臨済宗大本山・南禅寺様からご依頼いただき大光禅師・夢窓国師・天海大僧正・聖徳太子像を修復させていただきます。
四体の内、大光国師、夢窓国師像は制作された当初の状態に戻す完全復元修復(新調修復)です。
御像の保存、技術継承の上でも非常に有意義な修復方法になります。
像高約100㎝の大光国師像です。
南禅寺第八世の住持となられた方です。
まるでそこで息をされているかのような素晴らしい造形ですが、長年の経年劣化で表層の剥離、亀裂が多数見受けられます。
同じく像高約100㎝の夢窓国師像です。
夢窓国師は大光國師に次いで、南禅寺第九世の住持となられた方です。
こちらは大光国師像に比べてより劣化が進んでいて、補助材がないと姿形をとどめることができない状態です。
像高約60㎝の天海大僧正像です。
天海大僧正は安土桃山時代から江戸時代初期にかけての天台宗の僧。
こちらは比較的状態も良く、剥離部分を修復し古色で馴染ませる現状保存修復で修復します。
仏身総高約18㎝の聖徳太子像です。
こちらも表層の剥離が多数ありますが現状保存修復をとります。
この御像の表面は下地材を彫刻する削り出しが施されています
これまで数百体の仏像を修復してきましたが、この表現は初めてです。
剥離部分に下地を施し、同じように彫刻し古色で馴染ませます。
修復方法には大きく分けて経年変化した状態を維持する「現状保存修復」と制作された当初の状態に戻す「完全復元修復」があります。
現状保存修復は経年劣化もその御像の歴史の一部と考える修復方法で、全体に再塗装は施さず、剥離箇所を繕うことでなるべく現状を保持するよう努めます。
この修復方法や考え方について理解をしていますし、古色などの現状保存修復のためのスキルを日夜磨き続けています。

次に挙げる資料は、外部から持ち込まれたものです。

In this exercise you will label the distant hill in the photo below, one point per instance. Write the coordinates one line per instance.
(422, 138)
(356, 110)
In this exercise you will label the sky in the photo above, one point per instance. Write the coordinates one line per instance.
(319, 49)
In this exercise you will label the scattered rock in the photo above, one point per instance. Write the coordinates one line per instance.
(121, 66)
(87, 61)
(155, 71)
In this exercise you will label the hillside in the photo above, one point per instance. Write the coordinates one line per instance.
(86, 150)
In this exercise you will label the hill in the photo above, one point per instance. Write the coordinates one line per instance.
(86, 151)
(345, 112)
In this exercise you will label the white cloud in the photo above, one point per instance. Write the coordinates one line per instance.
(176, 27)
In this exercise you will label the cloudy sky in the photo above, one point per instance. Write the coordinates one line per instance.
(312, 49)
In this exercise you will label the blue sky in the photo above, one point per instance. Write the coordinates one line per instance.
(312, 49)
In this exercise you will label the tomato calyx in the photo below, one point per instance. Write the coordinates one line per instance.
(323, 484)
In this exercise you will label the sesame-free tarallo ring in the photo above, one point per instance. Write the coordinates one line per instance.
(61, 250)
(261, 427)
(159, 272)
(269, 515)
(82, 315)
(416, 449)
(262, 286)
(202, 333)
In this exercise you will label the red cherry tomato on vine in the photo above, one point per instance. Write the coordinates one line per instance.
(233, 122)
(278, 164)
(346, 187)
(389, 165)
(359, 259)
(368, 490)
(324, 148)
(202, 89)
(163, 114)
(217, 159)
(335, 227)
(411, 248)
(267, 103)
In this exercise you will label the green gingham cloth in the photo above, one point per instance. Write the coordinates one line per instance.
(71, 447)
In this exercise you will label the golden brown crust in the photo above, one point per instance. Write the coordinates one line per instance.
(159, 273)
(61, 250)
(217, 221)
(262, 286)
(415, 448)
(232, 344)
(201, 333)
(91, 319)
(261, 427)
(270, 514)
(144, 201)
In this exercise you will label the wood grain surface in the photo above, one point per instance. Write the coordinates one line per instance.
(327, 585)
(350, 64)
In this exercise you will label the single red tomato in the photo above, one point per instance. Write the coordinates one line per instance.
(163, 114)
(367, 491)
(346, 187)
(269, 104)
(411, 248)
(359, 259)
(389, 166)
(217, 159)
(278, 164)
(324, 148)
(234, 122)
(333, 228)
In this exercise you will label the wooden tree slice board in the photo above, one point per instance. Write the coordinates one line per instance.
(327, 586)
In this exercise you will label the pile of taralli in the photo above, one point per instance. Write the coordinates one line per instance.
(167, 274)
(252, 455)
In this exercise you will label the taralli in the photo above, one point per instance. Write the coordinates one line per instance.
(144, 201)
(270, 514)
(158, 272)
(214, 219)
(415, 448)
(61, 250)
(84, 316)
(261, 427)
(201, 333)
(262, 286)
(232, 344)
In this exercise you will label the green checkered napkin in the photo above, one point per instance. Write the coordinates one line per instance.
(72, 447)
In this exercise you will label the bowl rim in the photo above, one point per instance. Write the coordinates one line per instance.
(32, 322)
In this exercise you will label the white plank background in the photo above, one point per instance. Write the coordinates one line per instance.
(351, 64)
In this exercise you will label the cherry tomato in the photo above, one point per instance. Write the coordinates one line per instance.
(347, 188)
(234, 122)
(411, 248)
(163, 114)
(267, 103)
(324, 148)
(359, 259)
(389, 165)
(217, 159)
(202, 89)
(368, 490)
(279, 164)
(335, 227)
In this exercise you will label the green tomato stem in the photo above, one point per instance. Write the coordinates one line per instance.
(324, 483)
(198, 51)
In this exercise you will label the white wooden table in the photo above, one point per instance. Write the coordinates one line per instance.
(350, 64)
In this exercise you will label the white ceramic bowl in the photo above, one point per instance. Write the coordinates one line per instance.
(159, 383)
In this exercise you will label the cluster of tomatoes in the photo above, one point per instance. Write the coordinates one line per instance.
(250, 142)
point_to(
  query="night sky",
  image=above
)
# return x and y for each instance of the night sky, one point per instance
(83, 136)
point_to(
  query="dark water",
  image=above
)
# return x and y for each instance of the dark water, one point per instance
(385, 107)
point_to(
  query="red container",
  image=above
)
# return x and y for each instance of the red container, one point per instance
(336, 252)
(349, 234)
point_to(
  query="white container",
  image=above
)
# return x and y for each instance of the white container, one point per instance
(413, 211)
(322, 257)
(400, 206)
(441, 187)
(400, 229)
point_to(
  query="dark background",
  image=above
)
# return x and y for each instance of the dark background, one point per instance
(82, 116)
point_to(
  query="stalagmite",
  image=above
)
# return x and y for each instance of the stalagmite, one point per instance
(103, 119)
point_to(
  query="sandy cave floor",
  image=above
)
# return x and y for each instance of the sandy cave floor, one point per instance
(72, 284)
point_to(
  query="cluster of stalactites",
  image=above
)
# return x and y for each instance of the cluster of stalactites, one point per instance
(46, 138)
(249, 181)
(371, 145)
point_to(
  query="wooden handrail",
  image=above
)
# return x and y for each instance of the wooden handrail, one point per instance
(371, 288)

ただこれはより高い精度で漆を塗り上げる技術や金箔を施す技術などは必要とせず、専門職の手を借りることなく全て当工房で完結してしまいます。
最後に古色をかけて経年劣化を人為的に作り出すため、そこまでの精度は必要としないのです。
これは技術継承を考える上では大変由々しき問題なのです。
このまま専門の職人が腕を振るう機会が減少すれば、いざ新調で御像を制作する際に高い完成度が保てなくなってしまいます。
全てを完全復元で修復したい、という考えはありませんが、選択肢の一つとしてご検討いただく必要はあると思います。
今回清水寺様の毘沙門天像に続き、南禅寺様からも大変貴重な御像を完全復元修復(新調修復)でご用命いただきました。
こういった影響力のあるお寺様が一部完全復元修復をご決断頂いたことは今後の仏像修復のあり方を考える上で大変重要な指針となりそうです。
考古学的価値と信仰の対象物としての意義、そして美観の保持と技術の継承、それぞれの考え方に理解を深めながら現状保存と完全復元の両修復技術をこれからも磨き続けます。